Xiong’an is not an aberration in contemporary Chinese governance; it is part of a pattern. The same logic that hollowed out this “millennium city” has long been tested, refined, and imposed on the Tibetan plateau. What links the silent boulevards of Xiong’an to the emptied grasslands of Tibet is not geography, economics, or culture, but power specifically the governing instinct of Xi Jinping, which treats people as variables to be repositioned, not as communities rooted in place.


Under Xi, space is something to be engineered, corrected, and disciplined. In Xiong’an, this impulse manifests as forced institutional relocation, frozen property markets, and administrative migration designed to manufacture a city where none organically wished to form. In Tibet, the same impulse appears far more brutally. Nomadic communities, whose livelihoods have been tied to the land for centuries, have been uprooted en masse under the language of “ecological protection”, “poverty alleviation”, and “modernisation”. In both cases, the vocabulary is benevolent, technocratic, and moralised. In both cases, the outcome is displacement without consent.


Tibetan nomads were not consulted about abandoning their pastures any more than Beijing residents were meaningfully consulted about relocating to Xiong’an. The decision was made elsewhere, by planners and officials who believe that stability, legibility, and control outweigh lived knowledge. Grasslands were fenced, herds reduced, movements restricted, and families pushed into concrete settlements where dependency replaced autonomy. The state insisted this was progress. The people experienced it as loss.


Xiong’an follows the same script, merely applied to a different social class. Instead of herders, it is civil servants, academics, and SOE employees. Instead of grasslands, it is social capital. Instead of yaks, it is access to elite education, healthcare, and networks. What is being severed is not tradition, but choice. The message is identical: your relationship to place is conditional; the state’s vision overrides your own.

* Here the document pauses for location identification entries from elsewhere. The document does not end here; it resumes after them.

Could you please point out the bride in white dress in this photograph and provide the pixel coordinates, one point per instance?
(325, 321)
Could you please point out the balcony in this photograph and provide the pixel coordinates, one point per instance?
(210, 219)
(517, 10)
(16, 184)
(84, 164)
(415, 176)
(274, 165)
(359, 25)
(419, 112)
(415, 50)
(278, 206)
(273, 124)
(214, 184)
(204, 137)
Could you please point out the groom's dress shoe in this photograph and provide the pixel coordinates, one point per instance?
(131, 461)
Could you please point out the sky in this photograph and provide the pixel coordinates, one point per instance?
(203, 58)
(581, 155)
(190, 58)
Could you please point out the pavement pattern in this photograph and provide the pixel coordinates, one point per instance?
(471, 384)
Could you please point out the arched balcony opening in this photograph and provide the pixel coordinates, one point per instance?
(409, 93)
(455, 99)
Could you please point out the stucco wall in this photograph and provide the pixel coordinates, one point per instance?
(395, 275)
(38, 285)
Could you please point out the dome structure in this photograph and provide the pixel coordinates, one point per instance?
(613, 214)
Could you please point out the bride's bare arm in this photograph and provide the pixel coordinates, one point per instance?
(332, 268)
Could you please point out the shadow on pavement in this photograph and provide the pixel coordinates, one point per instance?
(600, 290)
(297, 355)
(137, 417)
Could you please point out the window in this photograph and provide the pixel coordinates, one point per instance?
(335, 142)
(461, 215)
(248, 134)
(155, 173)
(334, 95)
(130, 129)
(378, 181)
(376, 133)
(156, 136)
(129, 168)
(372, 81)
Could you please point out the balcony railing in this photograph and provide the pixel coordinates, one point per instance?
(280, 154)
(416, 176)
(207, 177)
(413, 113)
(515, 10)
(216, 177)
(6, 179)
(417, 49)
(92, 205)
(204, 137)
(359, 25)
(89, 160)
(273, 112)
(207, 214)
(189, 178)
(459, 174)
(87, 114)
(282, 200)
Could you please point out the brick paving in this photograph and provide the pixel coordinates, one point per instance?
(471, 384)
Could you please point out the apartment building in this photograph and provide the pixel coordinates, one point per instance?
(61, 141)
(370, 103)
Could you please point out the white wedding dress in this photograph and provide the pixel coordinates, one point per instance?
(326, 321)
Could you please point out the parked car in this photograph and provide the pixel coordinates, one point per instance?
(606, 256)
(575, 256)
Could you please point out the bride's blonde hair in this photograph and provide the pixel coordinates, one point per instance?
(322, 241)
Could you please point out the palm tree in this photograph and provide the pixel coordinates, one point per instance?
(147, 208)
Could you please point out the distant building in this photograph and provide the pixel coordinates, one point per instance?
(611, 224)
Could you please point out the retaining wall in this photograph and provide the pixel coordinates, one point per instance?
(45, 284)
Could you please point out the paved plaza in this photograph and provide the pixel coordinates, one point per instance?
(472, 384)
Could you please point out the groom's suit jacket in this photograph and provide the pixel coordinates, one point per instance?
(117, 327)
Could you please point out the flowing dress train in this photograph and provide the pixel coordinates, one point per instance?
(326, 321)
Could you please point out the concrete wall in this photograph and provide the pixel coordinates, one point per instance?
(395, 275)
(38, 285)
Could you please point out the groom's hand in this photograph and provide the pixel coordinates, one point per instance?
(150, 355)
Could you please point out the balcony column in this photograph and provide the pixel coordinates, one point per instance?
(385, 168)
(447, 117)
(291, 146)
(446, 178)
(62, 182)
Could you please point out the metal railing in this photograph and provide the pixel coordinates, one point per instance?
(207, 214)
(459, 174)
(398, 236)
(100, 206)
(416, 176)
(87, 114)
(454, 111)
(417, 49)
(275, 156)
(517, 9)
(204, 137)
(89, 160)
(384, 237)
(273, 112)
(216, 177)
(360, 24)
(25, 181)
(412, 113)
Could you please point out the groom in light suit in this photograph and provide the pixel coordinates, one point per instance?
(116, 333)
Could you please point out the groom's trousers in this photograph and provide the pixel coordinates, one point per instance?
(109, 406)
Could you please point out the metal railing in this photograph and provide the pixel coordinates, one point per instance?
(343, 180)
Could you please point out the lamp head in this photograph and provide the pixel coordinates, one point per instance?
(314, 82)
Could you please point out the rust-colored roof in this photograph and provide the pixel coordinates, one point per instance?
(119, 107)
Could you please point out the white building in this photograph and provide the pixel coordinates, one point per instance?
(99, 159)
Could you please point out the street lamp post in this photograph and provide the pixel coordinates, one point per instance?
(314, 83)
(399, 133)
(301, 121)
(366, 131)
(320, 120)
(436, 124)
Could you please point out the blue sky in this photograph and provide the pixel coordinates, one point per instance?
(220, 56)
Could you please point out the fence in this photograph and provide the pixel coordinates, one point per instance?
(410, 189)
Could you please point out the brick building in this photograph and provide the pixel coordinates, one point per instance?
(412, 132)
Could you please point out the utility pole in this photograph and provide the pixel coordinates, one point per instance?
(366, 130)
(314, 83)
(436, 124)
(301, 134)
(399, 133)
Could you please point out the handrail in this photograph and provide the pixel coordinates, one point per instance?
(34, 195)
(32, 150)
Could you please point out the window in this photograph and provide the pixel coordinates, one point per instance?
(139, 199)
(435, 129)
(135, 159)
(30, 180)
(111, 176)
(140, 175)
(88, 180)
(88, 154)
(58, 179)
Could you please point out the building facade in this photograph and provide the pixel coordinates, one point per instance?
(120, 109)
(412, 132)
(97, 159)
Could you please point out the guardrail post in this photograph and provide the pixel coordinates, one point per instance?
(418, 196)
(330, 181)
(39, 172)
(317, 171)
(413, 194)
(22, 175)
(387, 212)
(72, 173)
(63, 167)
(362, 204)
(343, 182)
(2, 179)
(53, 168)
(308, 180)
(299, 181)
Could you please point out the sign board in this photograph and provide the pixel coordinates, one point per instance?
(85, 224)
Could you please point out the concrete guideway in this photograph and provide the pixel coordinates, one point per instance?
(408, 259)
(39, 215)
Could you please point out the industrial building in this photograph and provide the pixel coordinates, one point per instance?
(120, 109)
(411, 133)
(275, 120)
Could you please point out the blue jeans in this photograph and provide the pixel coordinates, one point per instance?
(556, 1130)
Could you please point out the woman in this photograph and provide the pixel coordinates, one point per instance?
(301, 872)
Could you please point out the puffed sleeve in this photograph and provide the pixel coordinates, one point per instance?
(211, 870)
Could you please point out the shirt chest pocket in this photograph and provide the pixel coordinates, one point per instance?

In Tibet, the consequences have been cultural erosion, psychological dislocation, and economic fragility. Communities that once sustained themselves through mobile pastoralism now rely on subsidies, surveillance, and seasonal labour. The land is “protected”, but the people are hollowed out. Xiong’an risks a bureaucratic version of the same fate a city sustained by orders and budgets rather than by attachment, initiative, or belief. It exists because it must, not because it is wanted.


This parallel exposes the deeper truth about Xi’s governance. He does not trust organic systems, whether cultural or urban. He distrusts spontaneity, mobility, and inherited ways of living. Nomads roaming freely and citizens choosing where to live both represent uncertainty. And uncertainty, in Xi’s China, is treated as a threat. The solution is always the same: fix people in place, redesign their environment, and declare the outcome inevitable.


Yet history shows that forced settlement rarely produces vitality. In Tibet, relocated nomads have not become prosperous modern citizens; they have become managed populations. In Xiong’an, relocated institutions have not created a living city; they have created an administrative shell. Both are landscapes shaped for visibility and control rather than for human flourishing.


What unites these projects is a profound misunderstanding of how societies endure. Cities, like cultures, cannot be manufactured by decree. They grow from habit, memory, necessity, and choice. When those are stripped away, what remains may look orderly on a planning document, but it is brittle in reality.


Xiong’an’s emptiness and Tibet’s emptied grasslands are not separate stories. They are chapters of the same doctrine one that believes the state knows best where people should live, how they should move, and what they should become. It is a doctrine that builds quickly, relocates ruthlessly, and listens last.